You may use witch hazel as part of your skin care regimen to remove makeup and clean and freshen your skin. For best results, the Farmer’s Almanac recommends these steps to create your own witch hazel decoction:
- Add witch hazel bark and twigs to a large, stainless steel pot.
- Cover with distilled water.
- Bring to a boil and simmer for at least 30 minutes.
- Cool overnight.
- Strain decoction and pour into a glass jar.
- Store in the refrigerator.
Neem oil should be diluted with water or a carrier oil, such as coconut oil or olive oil, before application. Neem oil soap is a great way to try the herb. Look for it at your local natural health store. Be forewarned that neem oil has a strong odor that many people find unpleasant.
Manjistha is often used in powder form and combined with other herbs such as neem. It’s also found in capsules and soaps.
Risks and warnings
- Side effects can include allergic reaction and skin irritation.
- Tea tree oil may cause blistering rash.
- You shouldn’t ingest herbs.
Possible side effects associated with most herbal remedies for acne include allergic reaction and skin irritation. If you experience inflammation, itching, or burning, discontinue use and consult your doctor.
Tea tree oil has been known to cause blistering rashes. You shouldn’t use it if you have sensitive skin or are allergic to plants from the myrtle family. This includes eucalyptus, allspice, and clove.
Pregnant women, breast-feeding women, and children shouldn’t use herbs to treat acne unless under the supervision of a trained practitioner.
Some people take herbs internally in an effort to treat acne systemically. You shouldn’t do this unless you’re under the supervision of a trained practitioner. Many herbs are fine to use on the skin but are toxic when consumed, especially in large amounts.
Tea tree oil is poisonous when swallowed. You shouldn’t use it on the skin around your mouth where it may be accidentally ingested.
Other treatments for acne
Acne treatments depend on severity. According to the American Academy of Dermatology (AAD), there are four grades of acne. Grade 1 is mild and grade 4 is severe. In the case of grade 1 acne, products containing benzoyl peroxide or salicylic acid may work.

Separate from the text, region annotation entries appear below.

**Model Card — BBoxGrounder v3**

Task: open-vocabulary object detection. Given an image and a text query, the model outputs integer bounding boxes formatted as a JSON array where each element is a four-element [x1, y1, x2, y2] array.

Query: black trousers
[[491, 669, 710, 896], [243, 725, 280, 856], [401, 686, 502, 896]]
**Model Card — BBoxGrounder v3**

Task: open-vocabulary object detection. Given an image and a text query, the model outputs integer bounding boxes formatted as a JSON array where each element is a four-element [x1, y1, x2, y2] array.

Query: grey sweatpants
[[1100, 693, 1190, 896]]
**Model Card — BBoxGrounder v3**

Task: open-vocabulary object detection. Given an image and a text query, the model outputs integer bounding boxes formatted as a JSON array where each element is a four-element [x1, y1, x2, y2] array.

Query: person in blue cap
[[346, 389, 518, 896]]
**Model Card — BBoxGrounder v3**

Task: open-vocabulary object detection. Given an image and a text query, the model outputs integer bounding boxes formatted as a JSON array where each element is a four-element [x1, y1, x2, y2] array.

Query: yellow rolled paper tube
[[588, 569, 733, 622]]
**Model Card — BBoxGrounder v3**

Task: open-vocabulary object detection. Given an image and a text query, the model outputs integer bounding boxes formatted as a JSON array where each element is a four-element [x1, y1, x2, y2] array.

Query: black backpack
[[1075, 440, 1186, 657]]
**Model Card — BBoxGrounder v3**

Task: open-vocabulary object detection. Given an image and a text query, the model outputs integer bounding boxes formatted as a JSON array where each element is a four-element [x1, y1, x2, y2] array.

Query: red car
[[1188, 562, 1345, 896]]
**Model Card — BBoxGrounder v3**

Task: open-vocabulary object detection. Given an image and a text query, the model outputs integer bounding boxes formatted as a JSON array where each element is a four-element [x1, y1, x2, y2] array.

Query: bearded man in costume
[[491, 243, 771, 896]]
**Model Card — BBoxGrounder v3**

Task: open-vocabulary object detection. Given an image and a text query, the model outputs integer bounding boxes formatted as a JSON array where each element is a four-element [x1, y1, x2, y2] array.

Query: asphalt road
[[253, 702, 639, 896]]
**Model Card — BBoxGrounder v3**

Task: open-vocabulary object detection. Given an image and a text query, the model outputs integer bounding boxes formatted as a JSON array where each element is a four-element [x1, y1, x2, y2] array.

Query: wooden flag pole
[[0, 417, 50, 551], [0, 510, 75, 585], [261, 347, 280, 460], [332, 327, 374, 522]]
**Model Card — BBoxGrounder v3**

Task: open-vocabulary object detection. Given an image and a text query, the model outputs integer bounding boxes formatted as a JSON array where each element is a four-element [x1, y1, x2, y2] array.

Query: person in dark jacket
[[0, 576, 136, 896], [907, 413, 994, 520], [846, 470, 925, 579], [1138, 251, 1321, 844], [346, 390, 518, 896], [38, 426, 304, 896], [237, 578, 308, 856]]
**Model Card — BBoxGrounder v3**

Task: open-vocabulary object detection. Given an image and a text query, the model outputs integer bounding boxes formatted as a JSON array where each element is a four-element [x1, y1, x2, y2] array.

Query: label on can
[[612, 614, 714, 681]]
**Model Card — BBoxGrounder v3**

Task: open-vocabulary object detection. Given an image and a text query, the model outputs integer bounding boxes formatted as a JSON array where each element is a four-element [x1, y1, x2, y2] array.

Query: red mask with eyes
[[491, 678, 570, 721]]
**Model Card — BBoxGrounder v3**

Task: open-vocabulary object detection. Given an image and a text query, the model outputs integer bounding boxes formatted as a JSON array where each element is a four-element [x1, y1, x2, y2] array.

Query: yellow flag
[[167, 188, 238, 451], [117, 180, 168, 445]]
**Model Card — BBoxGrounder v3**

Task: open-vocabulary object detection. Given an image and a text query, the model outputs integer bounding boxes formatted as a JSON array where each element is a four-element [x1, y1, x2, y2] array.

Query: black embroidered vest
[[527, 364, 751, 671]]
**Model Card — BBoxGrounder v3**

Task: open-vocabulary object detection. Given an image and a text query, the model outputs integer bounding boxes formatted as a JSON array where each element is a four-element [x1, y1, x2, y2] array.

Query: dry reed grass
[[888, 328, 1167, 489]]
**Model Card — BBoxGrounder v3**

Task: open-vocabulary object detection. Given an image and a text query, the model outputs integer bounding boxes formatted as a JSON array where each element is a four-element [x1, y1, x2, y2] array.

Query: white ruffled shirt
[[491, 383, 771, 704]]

More severe acne may require:
- prescription-strength topical cream containing benzoyl peroxide, retinoids, salicylic acid, or antibiotics
- oral antibiotics
- birth control pills
The most severe cases of acne may be treated with:
- laser therapy
- chemical peels
- drainage and extraction procedure
What you can do now
If your mother warned you that eating junk food causes acne, she knew what she was talking about. According to the AAD, eating a low-glycemic diet may reduce your acne risk. It’s thought that high-glycemic foods, such as sodas and highly processed carbs, increase insulin and hormone levels. This can cause acne. Dairy may also be a culprit.
Although more research is needed, it certainly won’t hurt to try a low-glycemic diet rich in fresh fruits and vegetables. Your skin may look better, and you may become healthier overall. You may consider keeping a food diary to track the foods that trigger your acne breakouts.
Try to keep your skin as clean as possible. Wash it after sweating with a nonabrasive, alcohol-free cleanser. Avoid touching your face throughout the day and, no matter how much you may want to, don’t pop those zits!
If your acne doesn’t respond to herbal remedies or over-the-counter treatments, see a dermatologist.